Siglato protocollo tra Regione e sindacati dei medici di base

Arrivano rinforzi nei Pronto Soccorso piemontesi. L'assessore regionale alla Sanità, Luigi Icardi, ha siglato il protocollo d’intesa con la Direzione sanitaria regionale e le Organizzazioni sindacali dei medici di base per estendere ai medici neo laureati e abilitati, ma non specializzati, l’accesso ai bandi per la gestione in Pronto Soccorso delle situazioni di non urgenza.

Un corso di sei mesi

Entro sei mesi - il tempo durante il quale i medici dovranno seguire un corso specifico - è prevista la messa in campo tra i 100 e i 150 medici nei Pronto Soccorso in maggiore sofferenza, "tenendo anche conto - ha specificato Icardi - che l'84% dei pazienti che ricorrono al servizio, rientra nei codici di bassa gravità". Nella nostra regione sono 38 i Pronto Soccorso dei quali 30 in emergenza. 

In particolare, i nuovi assunti con contratto annuale, rinnovabile, potranno operare, oltre che nei servizi di emergenza territoriale, in “ambulatori delle non urgenze”, separati dal PS/DEA, a cui confluiranno le richieste non appropriate per la struttura di urgenza-emergenza, ma riconducibili alla presa in carico del medico di medicina generale e definite esclusivamente da situazioni di non urgenza. 
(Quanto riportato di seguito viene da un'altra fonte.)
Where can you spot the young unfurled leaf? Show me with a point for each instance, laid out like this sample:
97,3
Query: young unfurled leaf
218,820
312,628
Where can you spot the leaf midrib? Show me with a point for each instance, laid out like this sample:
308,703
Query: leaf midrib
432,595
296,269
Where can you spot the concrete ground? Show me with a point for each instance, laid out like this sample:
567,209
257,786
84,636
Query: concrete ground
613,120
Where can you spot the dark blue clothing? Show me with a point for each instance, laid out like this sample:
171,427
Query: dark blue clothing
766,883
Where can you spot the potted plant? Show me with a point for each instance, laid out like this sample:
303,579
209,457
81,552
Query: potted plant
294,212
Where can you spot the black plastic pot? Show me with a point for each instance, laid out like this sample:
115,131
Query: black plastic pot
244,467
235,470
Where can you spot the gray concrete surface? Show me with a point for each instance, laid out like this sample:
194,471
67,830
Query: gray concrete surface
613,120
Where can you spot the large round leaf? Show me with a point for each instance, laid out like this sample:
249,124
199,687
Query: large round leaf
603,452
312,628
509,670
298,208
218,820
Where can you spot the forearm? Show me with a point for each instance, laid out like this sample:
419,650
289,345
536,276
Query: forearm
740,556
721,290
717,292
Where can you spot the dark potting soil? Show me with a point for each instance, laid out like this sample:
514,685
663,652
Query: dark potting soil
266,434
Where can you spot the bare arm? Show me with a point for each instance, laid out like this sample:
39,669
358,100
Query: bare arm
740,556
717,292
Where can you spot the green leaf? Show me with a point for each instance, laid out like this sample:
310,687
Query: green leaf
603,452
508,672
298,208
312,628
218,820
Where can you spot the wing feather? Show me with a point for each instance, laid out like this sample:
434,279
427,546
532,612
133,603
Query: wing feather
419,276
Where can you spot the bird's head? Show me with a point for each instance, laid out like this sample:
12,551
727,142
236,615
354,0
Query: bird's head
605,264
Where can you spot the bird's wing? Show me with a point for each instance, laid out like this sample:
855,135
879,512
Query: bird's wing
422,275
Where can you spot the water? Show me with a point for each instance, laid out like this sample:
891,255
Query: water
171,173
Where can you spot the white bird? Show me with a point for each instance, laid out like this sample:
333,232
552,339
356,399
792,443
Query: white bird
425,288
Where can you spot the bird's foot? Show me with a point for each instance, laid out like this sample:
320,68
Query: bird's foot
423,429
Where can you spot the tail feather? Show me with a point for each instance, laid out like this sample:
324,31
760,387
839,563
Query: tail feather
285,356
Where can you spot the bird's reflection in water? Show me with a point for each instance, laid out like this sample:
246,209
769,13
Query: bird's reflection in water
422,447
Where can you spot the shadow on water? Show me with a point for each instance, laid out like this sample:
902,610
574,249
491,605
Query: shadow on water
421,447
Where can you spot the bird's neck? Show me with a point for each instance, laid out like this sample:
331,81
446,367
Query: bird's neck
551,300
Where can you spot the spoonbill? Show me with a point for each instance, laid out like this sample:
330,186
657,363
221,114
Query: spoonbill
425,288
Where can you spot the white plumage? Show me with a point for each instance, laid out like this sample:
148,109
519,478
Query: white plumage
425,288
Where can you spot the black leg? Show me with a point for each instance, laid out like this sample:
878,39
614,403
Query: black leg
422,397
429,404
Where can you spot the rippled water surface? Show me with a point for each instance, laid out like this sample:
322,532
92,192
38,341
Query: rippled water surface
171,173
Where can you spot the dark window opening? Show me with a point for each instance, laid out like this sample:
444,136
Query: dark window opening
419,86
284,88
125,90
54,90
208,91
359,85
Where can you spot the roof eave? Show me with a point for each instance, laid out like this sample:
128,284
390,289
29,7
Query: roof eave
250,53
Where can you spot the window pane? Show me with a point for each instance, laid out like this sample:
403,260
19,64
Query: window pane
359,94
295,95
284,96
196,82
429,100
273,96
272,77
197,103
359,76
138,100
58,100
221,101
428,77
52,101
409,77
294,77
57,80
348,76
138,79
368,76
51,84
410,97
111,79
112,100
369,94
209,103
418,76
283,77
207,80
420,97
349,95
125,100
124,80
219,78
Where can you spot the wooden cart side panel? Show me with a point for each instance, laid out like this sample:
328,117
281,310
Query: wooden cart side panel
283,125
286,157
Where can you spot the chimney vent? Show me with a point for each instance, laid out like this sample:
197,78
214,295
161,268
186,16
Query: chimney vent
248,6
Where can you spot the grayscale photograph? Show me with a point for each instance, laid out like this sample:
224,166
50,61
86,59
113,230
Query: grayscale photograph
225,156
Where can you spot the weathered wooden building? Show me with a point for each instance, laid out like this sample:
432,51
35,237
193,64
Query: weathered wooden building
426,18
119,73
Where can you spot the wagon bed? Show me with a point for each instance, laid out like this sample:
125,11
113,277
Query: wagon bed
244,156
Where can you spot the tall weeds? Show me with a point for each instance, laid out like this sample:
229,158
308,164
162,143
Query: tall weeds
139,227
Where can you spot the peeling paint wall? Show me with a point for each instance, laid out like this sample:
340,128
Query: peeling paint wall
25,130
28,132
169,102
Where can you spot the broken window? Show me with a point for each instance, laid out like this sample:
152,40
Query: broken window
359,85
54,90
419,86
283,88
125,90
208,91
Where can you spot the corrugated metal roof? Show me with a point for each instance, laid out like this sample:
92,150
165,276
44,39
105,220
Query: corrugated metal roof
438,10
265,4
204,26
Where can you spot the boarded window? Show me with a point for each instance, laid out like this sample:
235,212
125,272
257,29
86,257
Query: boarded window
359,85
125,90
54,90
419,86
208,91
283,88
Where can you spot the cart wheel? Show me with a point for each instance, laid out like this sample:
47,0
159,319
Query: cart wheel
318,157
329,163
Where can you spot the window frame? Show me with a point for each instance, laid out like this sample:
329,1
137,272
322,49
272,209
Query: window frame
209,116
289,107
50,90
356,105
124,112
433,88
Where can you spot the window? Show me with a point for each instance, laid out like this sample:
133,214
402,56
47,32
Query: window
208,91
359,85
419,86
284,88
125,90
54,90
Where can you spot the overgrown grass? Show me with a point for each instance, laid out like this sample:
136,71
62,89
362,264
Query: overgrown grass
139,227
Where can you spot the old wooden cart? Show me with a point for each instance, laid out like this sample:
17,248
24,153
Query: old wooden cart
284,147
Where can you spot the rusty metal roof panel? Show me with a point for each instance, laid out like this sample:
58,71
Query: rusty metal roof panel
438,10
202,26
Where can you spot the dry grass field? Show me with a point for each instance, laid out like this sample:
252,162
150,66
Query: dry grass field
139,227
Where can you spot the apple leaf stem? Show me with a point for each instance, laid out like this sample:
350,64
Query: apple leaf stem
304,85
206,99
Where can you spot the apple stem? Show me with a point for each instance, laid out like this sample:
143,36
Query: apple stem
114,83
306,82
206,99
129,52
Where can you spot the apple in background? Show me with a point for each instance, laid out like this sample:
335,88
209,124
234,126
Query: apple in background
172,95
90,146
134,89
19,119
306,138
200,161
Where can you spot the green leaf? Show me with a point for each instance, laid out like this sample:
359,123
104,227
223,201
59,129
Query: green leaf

Sempre presente lo specialista

I nuovi assunti saranno sempre affiancati da uno specialista. "Di fatto – osserva Icardi – i nuovi assunti collaboreranno alla gestione dei Pronto Soccorso, prendendo in carico i pazienti non urgenti e consentendo ai medici specialisti di concentrarsi sulla gestione dei casi di maggiore gravità. E’ un primo passo, a cui ne seguiranno altri, nella stessa direzione". Effettuata la visita, il medico provvederà a dimettere il paziente al curante oppure, se la situazione rilevata presenta caratteristiche di emergenza-urgenza, modificherà il codice di Triage, inserendo il paziente nel percorso del PS/DEA per la relativa presa in carico.

"La carenza di medici – ha osservato l’assessore – mette a rischio la sopravvivenza dei Pronto soccorso e le soluzioni concordate l’anno scorso con gli stessi medici non hanno purtroppo prodotto i risultati attesi, lasciando il problema irrisolto, sia per quanto riguarda la dotazione dei Servizi di Emergenza, sia per quanto riguarda gli ambulatori dei codici bianchi in Pronto Soccorso gestiti dalla medicina generale. Oggi - ha aggiunto - offriamo ai neo laureati la possibilità di accedere a un rinnovato corso di emergenza e, successivamente, alle Asl di assumere con contratti a tempo determinato tali medici, sia nei servizi di emergenza, sia negli ambulatori in Pronto Soccorso dedicati alle non urgenze".